Début mai, un cargo et un tanker attendent au large du Havre de pouvoir éventuellement rallier le port.
Début mai, un cargo et un tanker attendent au large du Havre de pouvoir éventuellement rallier le port. © AFP / Jean-François Monier

Plusieurs dizaines de milliers de marins sont actuellement bloqués en mer, dans une situation de blocage, à la merci de normes sanitaires strictes qui compliquent considérablement la tâche des compagnies pour assurer leur relève.

Sentiment d’abandon, dépression… Trois suicides ont récemment été constatés par les autorités maritimes. Cette épreuve psychologique, conséquence de la pandémie de Covid-19, est souvent très dure à vivre pour les gens de mer.

Cela fait 66 jours que Caio Saldanha, DJ brésilien de 31 ans, tourne en rond à bord d’un navire de la compagnie Royal Caribbean. 

"On a l’impression de ne plus appartenir à cette terre, d’être des pions de la compagnie, on se sent abandonnés. C’est angoissant, on est totalement impuissants, et le fait qu’il y ait eu des suicides sur d’autres bateaux, ça nous inquiète vraiment."

Près de 150 000 gens de mer seraient dans la situation de Caio : immobilisés au large sans savoir quand ils pourront retrouver leur famille et leur domicile. Même si ces employés de compagnies maritimes ont l’habitude d’être confinés, et de vivre en situation d’isolement, l’absence de perspective et l’attente interminable peuvent provoquer des états de dépression plus ou moins graves, une fatigue intense. 

Un ensemble de facteurs qui peut potentiellement se révéler dangereux pour la sécurité : "Il n’y a pas que l’isolement.

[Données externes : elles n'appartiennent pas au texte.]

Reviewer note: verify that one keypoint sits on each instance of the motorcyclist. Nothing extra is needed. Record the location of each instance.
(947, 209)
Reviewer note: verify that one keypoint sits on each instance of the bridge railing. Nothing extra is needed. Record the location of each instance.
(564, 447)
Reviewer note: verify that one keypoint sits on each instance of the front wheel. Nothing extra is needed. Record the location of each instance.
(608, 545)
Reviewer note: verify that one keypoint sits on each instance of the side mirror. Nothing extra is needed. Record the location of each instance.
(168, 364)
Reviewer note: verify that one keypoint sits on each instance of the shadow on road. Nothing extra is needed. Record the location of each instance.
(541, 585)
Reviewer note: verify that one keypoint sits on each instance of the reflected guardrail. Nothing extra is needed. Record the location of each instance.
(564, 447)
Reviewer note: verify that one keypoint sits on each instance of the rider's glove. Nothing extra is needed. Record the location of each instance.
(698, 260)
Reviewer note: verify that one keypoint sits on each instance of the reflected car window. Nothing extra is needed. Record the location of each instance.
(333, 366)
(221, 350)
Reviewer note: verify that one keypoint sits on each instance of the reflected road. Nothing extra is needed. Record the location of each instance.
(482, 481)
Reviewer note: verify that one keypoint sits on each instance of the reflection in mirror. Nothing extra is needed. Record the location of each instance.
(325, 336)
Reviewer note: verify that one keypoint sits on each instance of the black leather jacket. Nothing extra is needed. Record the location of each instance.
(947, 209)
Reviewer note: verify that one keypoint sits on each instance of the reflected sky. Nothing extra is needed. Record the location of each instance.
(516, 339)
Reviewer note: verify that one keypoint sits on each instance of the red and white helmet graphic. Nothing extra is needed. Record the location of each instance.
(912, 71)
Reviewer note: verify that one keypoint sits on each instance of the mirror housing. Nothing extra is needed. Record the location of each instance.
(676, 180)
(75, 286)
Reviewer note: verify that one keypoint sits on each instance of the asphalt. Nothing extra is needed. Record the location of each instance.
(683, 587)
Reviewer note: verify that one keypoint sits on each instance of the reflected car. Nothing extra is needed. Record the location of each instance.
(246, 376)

Avoir une date de fin, ça permet de se projeter. [Ne pas en avoir] c’est très fatigant psychiquement", estime Camille Jégo. Cette psychologue clinicienne, à la tête du dispositif d’aide psychologique en mer (joignable par téléphone au 02 72 27 84 82 ou par e-mail : c.jego@ch-saintnazaire.fr), confirme :

"Il y a eu beaucoup de souffrances du fait que les ports ferment les uns après les autres et que les possibilités de relève s’amenuisent."

Un gigantesque casse-tête 

Pour la relève comme pour le débarquement de l’équipage, des discussions, des autorisations sont nécessaires entre les pays, avec les autorités portuaires. Les compagnies maritimes sont aussi confrontées au ralentissement du trafic aérien pour rapatrier leurs employés. "Et ça, vous le multipliez à l’infini sur 174 pays, sur 65 000 navires", observe Jean-Marc Lacave, délégué général des Armateurs de France. 

Les armateurs et les compagnies du monde entier affirment être mobilisés pour organiser les relèves, mais chaque marin est un cas particulier.

"Au début on a prolongé, d’une escale pour certains, puis de deux mois. Mais on arrive à des taquets, et la situation est aujourd’hui préoccupante."

Les protocoles sanitaires mis en place au début de la pandémie ayant été laissés à la discrétion des autorités locales, l’exercice de la relève s’est transformé en un gigantesque casse-tête, une attente infernale pour les marins immobilisés en pleine mer.